3. Topology Discovery for Large Ethernet Networks, B. Lowekamp, D. R. O’Hallaron, and T. R. Gross,Proceedings of ACM SIGCOMM,San Diego, California, Aug. 2001.
4. Octopus project: Network Topology Discovery at Cornell,Representative paper: Discovering neternet Topology, R. Siamwalla, R. Sharma and K. Keshav, Proceedings of IEEE INFOCOM '99.
5. Heuristics for Internet Map Discovery, Ramesh Govindan, Hongsuda Tangmunarunkit,Proceedings of IEEE INFOCOM 2000, Tel Aviv, Israel, March 2000.
6. A brief explanation for finding the hidden switch

But if you want to identify the internal logical topology, only from the end-to-end measurement, you may need network tomography. This is a new field which benefit greatly from the wealth of statistical theory and algorithms. And the topology identification is one promising application.

References:

Network Tomography: recent developments

Internet Tomography

IEEE INFOCOM 2003 "Traffic Monitoring and Topology Inference"

Maximum Likelihood Network Topology Identification from Edge-based Unicast Measurements.

Maximum Likelihood Network Topology Identification from End-to-end Unicast Measurements. (By using the sandwidth probes, we can get sample about the queue delay along each link. Then we build the maixmum likelihood function, and use it to infer the tree topology which will most likely fit the real topology. And a novel Markov Chain Monte Carlo procedure was developed for the rapid determination of the most likely topologies.)

Network Tomography and the identification of share infrastructure.

Discovering General Logical Network Topologies ( Based on the result from 5 )

CLUSTER BY NETWORK DISTANCE

Given N end hosts, which belong to different administrative domains, how could we divide them into different clusers or groups by the network distance between them without knowing the info about the underlying topology ?

There are several projects related to this problem:

Global Network Position (GNP)
- The key idea is to represent the complex structure of the Internet by a simple geometric space (e.g. an N-dimensional Euclidean space). In this representation, each host in the Internet is characterized by its position in the geometric space with a set of geometric coordinates. If the representation is accurate, then the easily computable geometric distances between hosts in this geometric space can accurately approximate the Internet network distances, and no actual network measurements are required.
- If the number of landmark is D, then the vector will be D-dimension. And the distances of all paths between N end hosts can efficiently communicated by K sets of coordinates of D numbers each (i.e. O(KD) of data), as opposed to K(K-1)/2 individual distances (i.e., O(K^2) of data).
- As to the network distance, the metric is round-trip propagation and transmission delay, a relatively stable characteristic between hosts.

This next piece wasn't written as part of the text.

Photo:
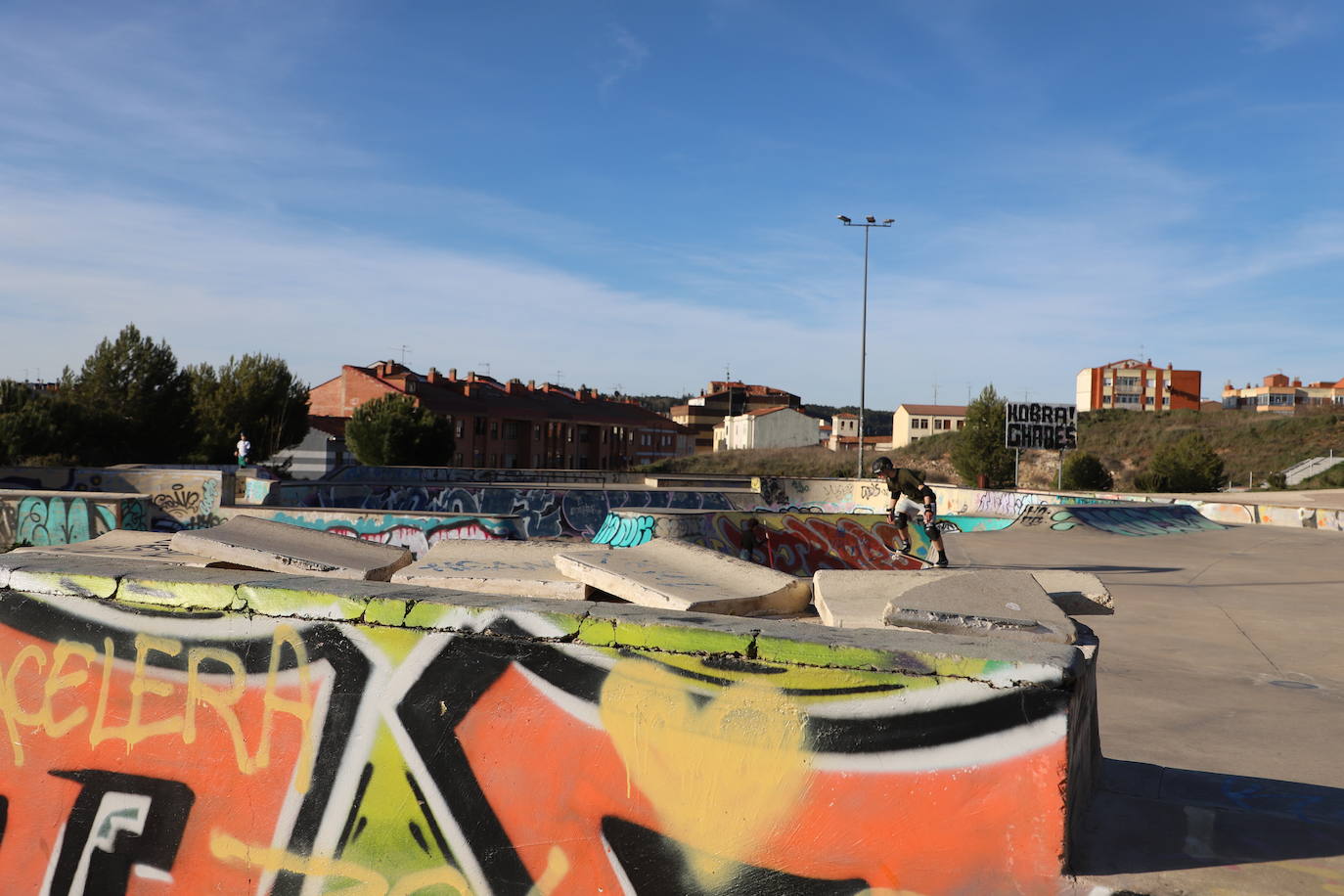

Internet Distance Map Service (IDMaps)

The objective of this research is to explore scalable design alternatives for an architecture to provide Internet Distance Maps Service (IDMaps). In IDMaps, special HOPS servers maintain a virtual topology map of the Internet consisting of end hosts and special hosts called Tracers. This virtual topology map is used to predict Internet distance. For example, the distance between hosts A and B is estimated as the distance between A and its nearest Tracer T1, plus the distance between B and its nearest Tracer T2, plus the shortest path distance from T1 to T2 over the Tracer virtual topology. As the number of Tracers grow, the prediction accuracy of IDMaps tends to improve.
Where to put place the Tracer is an interesting problem.IDMaps address this in two different ways, namely the K-HST and the minimum K-center algorithms. These algorithms have been used to determine placement of fire stations, ambulance placement.

Internet Iso-bar & The Wide-area Network Measurement and Monitoring Services(WNMMS)

Internet Iso-bar integrated the ideas of IDMaps and GNP together. It develops the network distance idea, and introduces the correlation distance concept. Based on this, it use the K-HST and K-center algorithm to implement the clustering.
WNMMS provide good refrences on the related works.

Based on all these related works, I am going to use the algorithm used in ECO (Effective Collective Operation) and the network distance to cluster the hosts. Here, you can find more about ECO.

Select the landmark.
I will use the Domain Name Sever(DNS) of each hosts as the landmarks. But each time a new DNS is added the dimension of the space will increased by one, then we may need to recaculate all the network distance again. We should find an optimal solution, that is mean only add new DNS as the landmark when it is necessary.
Get the coordinate of each hosts.
Suppose that there are n hosts ( H(i), where i=1, 2, ...,n) , and m landmarks ( L(j), wherej=1,2,3, ... , m).

Cor[H(i)] = { Xi1, Xi2, ..., Xij, ... , Xim}, where Xij=Latency[H(i), L(j)]
Caculate the network distance (and the vector similarity) based on the coordinates
D(H(i),H(j)) = sum of (Xik-Xjk)*(Xik-Xjk), where k=1,2, ... , m
Use the following algorithm to cluster the hosts.

Put all the hosts in a graph, where the vertexes are the hosts, and the edge between them is the network distance that we get from the measurement.

initialize clusters to empty

for all hosts

host.min_edge = minimum cost edge incident on node

sort edges by nondecreasing cost

for all edges(a,b)

if a and b are in the same cluster

continue

if (edge.weight > Q1 * node(a).min_edge) or (edge.weight > Q1 * node(a).min_edge)

continue

if node(a) in a cluster

if ( edge.weight > Q2 * node(a).cluster.min_edge )

continue

if node(b) in a cluster

if ( edge.weight > Q2 * node(b).cluster.min_edge )

continue

merge node(a).cluster and node(b).cluster

set new_cluster.min_edge=min( node(a).cluster.min_edge, node(b).cluster.min_edge )